鏡餅と鏡開き
こんにちは髙橋です。
皆さん明けましておめでとうございます。2021年もどうぞよろしくお願い申し上げます。
年末年始はご自宅でゆっくり過ごされた方が多かったのではないでしょうか?
私は毎年群馬の実家に帰り親族と正月を迎えるようにしているのですが、あいにくの情勢で本年は帰省せず、自宅で家族とゲームをしたり近隣の公園に子どもたちを連れて遊びに行きました。まとまった時間も取れたので、趣味の料理にも精を出しておりました。
特に正月になると無性にお餅を食べたくなってしまい、磯部焼きやお雑煮、特に磯部焼きは何個食べたかわかりません(笑)
今回はそんなお餅に関係する『鏡餅』と『鏡開き』についてお話していきたいと思います。
どうして「鏡」餅?
「鏡」は昔の鏡で丸い形をした青銅鏡に由来します。三種の神器の一つにある八咫鏡(やたのかがみ)は天照大神が宿るものとされ、鏡には神様が宿るご神体として神事に使われています。鏡餅が丸いのは、神様に捧げるお餅を丸い鏡に見立てることで神様が宿る依り代されています。
鏡餅が大小2つの重ね合わせのは、月(陰)と日(陽)を表しており、福徳が重なって縁起がいいと考えられたからとされております。そして、丸形の餅は「円満」を意味し、上下に二つ重ねていることから、「円満に年を重ねる」という意味も併せてもっています。
鏡餅は年神様の依り代
正月を迎えるにあたり門松や注連縄(しめなわ)と一緒に『鏡餅』を準備されるかと思いますが、なぜ飾るのかご存知ですか?

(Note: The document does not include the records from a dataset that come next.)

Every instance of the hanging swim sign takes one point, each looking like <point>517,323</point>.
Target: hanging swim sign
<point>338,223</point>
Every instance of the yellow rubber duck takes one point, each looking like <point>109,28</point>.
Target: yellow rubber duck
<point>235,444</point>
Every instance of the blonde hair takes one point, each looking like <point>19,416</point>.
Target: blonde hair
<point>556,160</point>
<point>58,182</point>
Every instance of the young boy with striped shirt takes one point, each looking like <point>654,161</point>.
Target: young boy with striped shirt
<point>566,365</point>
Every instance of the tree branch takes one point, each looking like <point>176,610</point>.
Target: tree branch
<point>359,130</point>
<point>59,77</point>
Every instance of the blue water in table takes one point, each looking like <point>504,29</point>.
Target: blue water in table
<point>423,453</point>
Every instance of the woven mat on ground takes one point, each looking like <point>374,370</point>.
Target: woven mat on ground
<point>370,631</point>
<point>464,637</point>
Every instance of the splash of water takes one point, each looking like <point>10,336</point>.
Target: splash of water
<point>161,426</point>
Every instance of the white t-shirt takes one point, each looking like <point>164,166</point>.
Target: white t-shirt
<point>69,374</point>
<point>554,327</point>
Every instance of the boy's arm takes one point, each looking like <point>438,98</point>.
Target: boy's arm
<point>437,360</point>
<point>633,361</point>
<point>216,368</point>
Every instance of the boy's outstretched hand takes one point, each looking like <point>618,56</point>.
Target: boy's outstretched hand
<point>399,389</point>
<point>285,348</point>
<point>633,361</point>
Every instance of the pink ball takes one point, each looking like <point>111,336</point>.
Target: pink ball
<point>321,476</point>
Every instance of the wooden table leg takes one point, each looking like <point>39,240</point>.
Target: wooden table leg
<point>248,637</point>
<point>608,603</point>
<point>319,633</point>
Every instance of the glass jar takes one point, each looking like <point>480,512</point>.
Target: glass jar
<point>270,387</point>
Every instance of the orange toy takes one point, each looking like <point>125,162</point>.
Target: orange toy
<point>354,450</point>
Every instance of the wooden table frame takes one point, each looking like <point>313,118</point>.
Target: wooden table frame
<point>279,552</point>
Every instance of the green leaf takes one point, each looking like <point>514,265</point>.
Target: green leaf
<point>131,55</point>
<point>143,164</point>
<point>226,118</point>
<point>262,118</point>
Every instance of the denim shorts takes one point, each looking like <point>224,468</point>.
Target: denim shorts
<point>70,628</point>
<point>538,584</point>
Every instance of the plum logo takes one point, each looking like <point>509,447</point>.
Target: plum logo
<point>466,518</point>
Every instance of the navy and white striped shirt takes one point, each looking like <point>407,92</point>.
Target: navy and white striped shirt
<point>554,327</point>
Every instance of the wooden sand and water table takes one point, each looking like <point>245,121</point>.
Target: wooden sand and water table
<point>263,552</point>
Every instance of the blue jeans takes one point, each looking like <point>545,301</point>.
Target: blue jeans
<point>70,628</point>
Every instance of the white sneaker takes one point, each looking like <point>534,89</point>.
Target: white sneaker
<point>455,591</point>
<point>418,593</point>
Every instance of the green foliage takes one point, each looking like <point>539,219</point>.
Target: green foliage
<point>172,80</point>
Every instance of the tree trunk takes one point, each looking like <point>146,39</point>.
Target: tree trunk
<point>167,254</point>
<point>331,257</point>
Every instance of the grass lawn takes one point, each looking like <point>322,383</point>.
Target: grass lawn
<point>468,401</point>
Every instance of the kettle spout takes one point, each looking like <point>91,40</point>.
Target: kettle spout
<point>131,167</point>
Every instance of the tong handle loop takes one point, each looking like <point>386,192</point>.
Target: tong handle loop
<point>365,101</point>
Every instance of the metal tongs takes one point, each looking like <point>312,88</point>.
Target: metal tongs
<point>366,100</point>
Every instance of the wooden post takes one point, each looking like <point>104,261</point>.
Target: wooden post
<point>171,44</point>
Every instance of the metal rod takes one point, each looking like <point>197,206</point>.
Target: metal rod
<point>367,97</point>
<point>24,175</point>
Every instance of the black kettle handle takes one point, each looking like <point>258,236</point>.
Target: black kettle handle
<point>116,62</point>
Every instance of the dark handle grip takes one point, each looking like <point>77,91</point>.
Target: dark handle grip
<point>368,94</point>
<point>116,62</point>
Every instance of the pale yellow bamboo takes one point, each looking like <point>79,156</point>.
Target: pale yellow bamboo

この正月飾りは新年に訪れる※年神様をお迎えするために用意するものになります。門松は『目印』、注連縄は神様に来ていただける区域を表し、鏡餅は年神様が宿る依り代となっております。この鏡餅については、神棚や床の間に飾ります。
※年神様・・・日本には来訪神が数多く存在し、その中で新年に訪れてくれる神様で、古くから五穀豊穣や疫病退散などのご利益があるとされてきました。
鏡餅の飾り方
鏡餅の飾り方は地域によって様々ですが、一般的には三方(さんぽう/神仏などに物を献上する際に用いられます。)に半紙や四方紅を敷き、鏡餅を乗せ、一段目と二段目の間に裏白敷き、鏡餅の上にゆずり葉を敷きます。最後に橙を乗せ完成です。他にも串柿、勝栗、五万米、黒豆、するめ、伊勢海老などの縁起物を盛るところもあります。
鏡開きとは?
鏡開きとは、正月にお迎えした年神様がお帰りになったあと、その依り代となった鏡餅を下げ、開いて(割って)食べることにより、一年の家族の無病息災を願う行事になります。鏡餅には年神様の魂が宿っているとされ、食べることでその力を授けていただく意味があります。つまり、鏡餅は備えたら、開いて食べることではじめて意味のあるものとなります。

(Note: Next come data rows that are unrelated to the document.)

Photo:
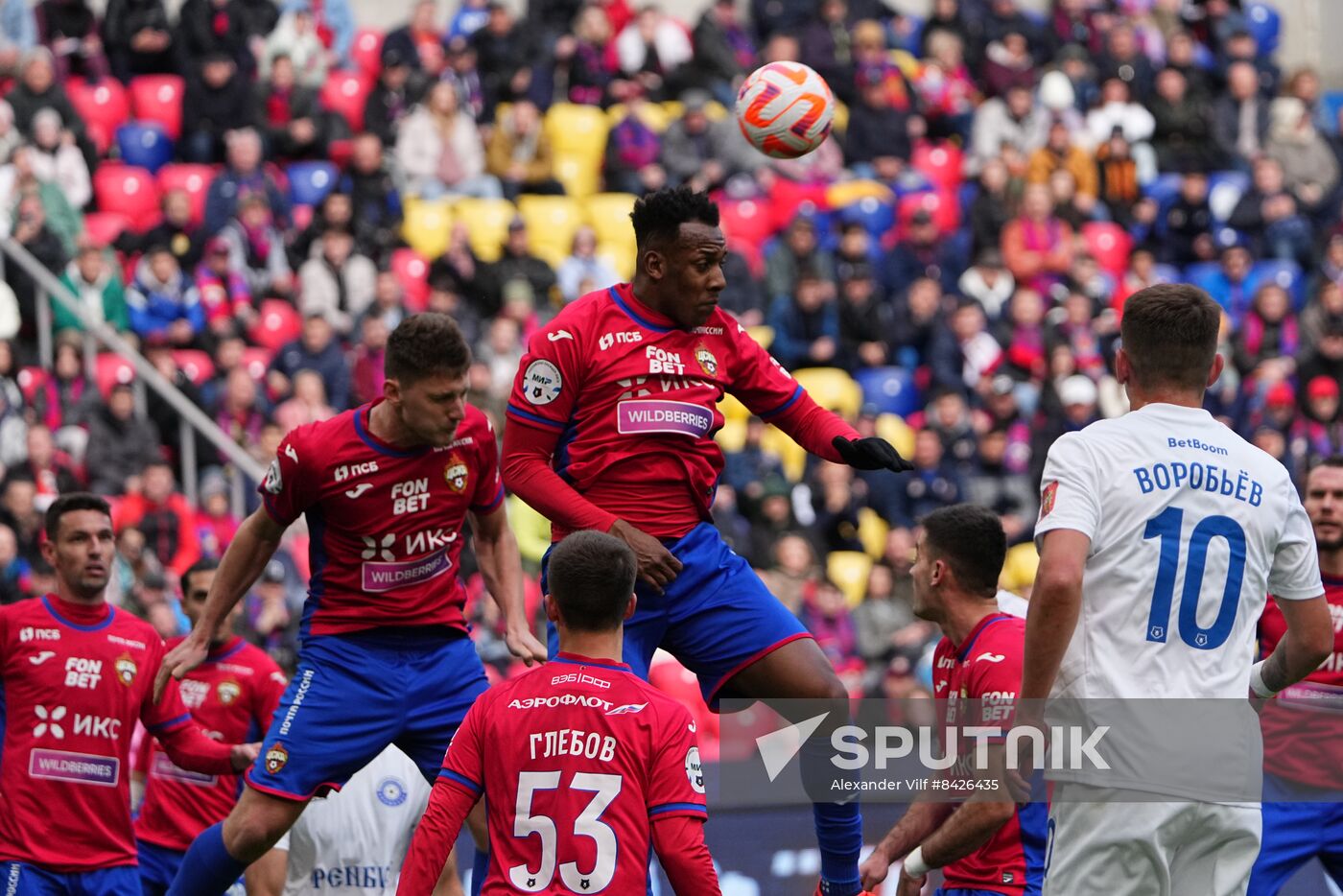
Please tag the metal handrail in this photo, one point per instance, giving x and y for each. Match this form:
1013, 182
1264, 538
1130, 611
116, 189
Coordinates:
192, 418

年神様がいらっしゃるのは正月から松の内(一般的には1月7日、地域によって松の内は15日)までになりますので、鏡開きはこの松の内が過ぎたら行うことになっております。鏡開きが行われるのは一般的には1月11日になりますが、以前は松の内が1月15日までとなっており、鏡開きは1月20日に行われるのが一般的でした。
なぜ、鏡開きは変更になったのか?
鏡開きが1月20日から1月11日に変更になったのは、徳川幕府の3代将軍家光公が4月20日に亡くなられたことを受け、月命日である20日を避け、代わりに11日を鏡開きの日とされました。11日に鏡開きを行うにあたり、まだ年神様が御座されている期間になってしまうため、松の内も1月7日に変更されたといわれています。
ただ、この知らせは江戸均衡での風習であった為、近畿地方までには広まらず、以前からの松の内15日まで、鏡開きは20日に行うといった地域差が出ているとの話です。
鏡開きに使う道具
鏡餅には神様の魂が宿っているとされているため、刃物を使って開くことは縁起が悪いとされております。
乾燥したお餅は硬くてなかなか開けないので、木槌を用いて開くのが良いとされております。手で開いても構わないみたいですが、怪我には気をつけて行ってください。
鏡餅はどうやって食べる?
定番としては、お雑煮やお汁粉になります。硬くなったお餅については煮て食べることでまた柔らかく食べやすくなることから定番となっています。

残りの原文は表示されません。